Mila Kunis is Jupiter, and it's her DNA around which the bizarre plotline of this sci-fi flick revolves.
Mila Kunis is Jupiter, and it's her DNA around which the bizarre plotline of this sci-fi flick revolves.Read more

EVEN IF the Wachowskis' long-delayed, reputed mega-stinker "Jupiter Ascending" fails to recoup its $200 million cost, it will not be a total loss.

At the very least it will provide awesome in-jokes for "23 Jump Street" - Jonah Hill is probably already working on "Jupiter Ascending" jokes at the expense of co-star Channing Tatum.

Tatum, of course, is the versatile superstar who can do comedy and stripper movies and "Foxcatcher" and even Nicholas Sparks adaptations, all with equal aplomb.

His challenge in "Jupiter Ascending": put on a leather outfit and deliver painfully expository dialogue that explains the latest "Matrix"-y backstory to the latest Wachowski sci-fi extravaganza.

Channing Tatum, he's our man, if he can't do it, no one can!

Well, no one can.

Least of all me. But here goes: Mila Kunis is Jupiter Jones, a Chicago house-cleaner whose valuable DNA makes her the target of palace intrigue among the scheming heirs to an interstellar ruling-class throne.

They all want to get their hands on Jupiter. One dispatches a warrior/bounty hunter named Caine (Tatum, with wolf ears) to find her. He does, falls for her and endeavors to protect her as the galactic royals (who, for some reason, like the ancient Egyptians of "Exodus," are British) seek her out for various purposes.
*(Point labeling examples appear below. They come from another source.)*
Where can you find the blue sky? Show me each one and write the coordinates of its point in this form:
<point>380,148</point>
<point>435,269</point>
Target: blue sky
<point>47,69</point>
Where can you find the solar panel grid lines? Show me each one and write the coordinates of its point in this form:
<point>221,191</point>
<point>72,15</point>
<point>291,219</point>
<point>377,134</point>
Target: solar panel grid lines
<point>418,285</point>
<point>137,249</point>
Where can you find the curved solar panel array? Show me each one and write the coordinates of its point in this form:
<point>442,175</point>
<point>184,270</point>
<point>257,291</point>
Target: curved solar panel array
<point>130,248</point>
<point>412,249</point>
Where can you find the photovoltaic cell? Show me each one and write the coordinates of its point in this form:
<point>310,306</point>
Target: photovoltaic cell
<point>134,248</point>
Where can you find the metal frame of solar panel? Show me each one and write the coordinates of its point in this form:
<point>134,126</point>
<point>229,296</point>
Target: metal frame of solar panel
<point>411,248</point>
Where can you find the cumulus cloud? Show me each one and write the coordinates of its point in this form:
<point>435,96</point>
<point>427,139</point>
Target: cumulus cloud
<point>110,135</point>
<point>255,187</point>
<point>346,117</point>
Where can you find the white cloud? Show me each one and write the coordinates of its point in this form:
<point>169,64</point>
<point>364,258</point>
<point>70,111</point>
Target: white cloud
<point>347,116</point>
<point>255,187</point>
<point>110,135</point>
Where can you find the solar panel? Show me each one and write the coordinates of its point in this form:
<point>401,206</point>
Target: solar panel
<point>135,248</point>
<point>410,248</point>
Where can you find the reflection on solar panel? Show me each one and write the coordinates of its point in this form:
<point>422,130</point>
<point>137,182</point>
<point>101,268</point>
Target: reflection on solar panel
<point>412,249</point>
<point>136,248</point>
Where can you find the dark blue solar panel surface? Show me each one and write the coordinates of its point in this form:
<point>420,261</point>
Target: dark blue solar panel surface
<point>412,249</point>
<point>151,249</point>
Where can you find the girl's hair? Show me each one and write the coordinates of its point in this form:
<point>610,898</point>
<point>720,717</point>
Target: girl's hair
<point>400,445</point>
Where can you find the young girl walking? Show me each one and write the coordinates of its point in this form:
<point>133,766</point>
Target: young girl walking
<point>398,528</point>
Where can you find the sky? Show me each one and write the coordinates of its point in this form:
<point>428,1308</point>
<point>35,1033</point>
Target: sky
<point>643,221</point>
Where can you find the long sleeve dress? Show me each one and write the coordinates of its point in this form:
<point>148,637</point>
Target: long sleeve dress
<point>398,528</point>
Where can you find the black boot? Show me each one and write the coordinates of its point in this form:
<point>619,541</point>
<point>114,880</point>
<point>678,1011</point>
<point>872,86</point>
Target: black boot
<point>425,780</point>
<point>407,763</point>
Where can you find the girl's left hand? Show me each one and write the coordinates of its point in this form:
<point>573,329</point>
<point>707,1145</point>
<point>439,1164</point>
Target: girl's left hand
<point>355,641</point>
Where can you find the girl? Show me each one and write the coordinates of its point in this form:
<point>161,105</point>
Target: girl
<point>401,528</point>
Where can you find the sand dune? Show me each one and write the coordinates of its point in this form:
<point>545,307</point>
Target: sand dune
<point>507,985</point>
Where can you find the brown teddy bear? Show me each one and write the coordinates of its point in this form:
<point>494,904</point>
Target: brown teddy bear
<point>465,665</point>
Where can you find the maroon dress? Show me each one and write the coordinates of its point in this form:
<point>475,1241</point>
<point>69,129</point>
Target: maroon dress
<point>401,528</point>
One (Eddie Redmayne) wants to harm her, one (Douglas Booth) wants to marry her, which is its own form of peril, since the ceremony requires her to wear a two-ton Dale Chihuly glass sculpture on her head. A third merely wants to disrobe - she's played by Tuppence Middleton, whose performance makes you wonder if the Wachowskis should have hired Sixpence Middleton.

Trouble also looms on the acting front for Redmayne, Oscar-nominated for "The Theory of Everything," trying to whisper his way through his role as the movie's wicked prince. One suspects that he was hoping Warner Bros. would delay the release of this movie until after Oscar voting had ceased.

Of course, performances in Wachowski movies have always had a stilted quality. But the mannered stoicism of Hugo Weaving and Keanu Reeves didn't make "The Matrix" any less fun.

And you can feel the Wachowskis trying to inject a sense of humor into "Jupiter Ascending." But too often the laughs derive from unintentional self-parody related to the grandiose over-reach of the Wachowskis' "world-building."

A movie world, no matter how elaborate, has to make sense on its own terms. For instance: I liked Tatum's supersonic hockey skates, but it's weird that everybody keeps forgetting he has them on, and that, like E.T., he can simply fly away from danger. Here, it's always a constant surprise to his enemies. I mean, if you took him prisoner, wouldn't you make him take them off?

In the end, buried in the rubble of their own disintegrating internal logic, the Wachowskis pull a Michael Bay, and douse the whole thing in about $150 million worth of special effects, hoping for the best. So, we get another blue-screen hero jumping from ledge to ledge of a collapsing tower, an effect we've seen so many times, we know there is no actual danger, and certainly no danger of originality.

Speaking of Bay, the Wachowskis borrow ideas from his best movie, "The Island," and from Andrew Niccol's "In Time."

Either of which can be happily substituted for this.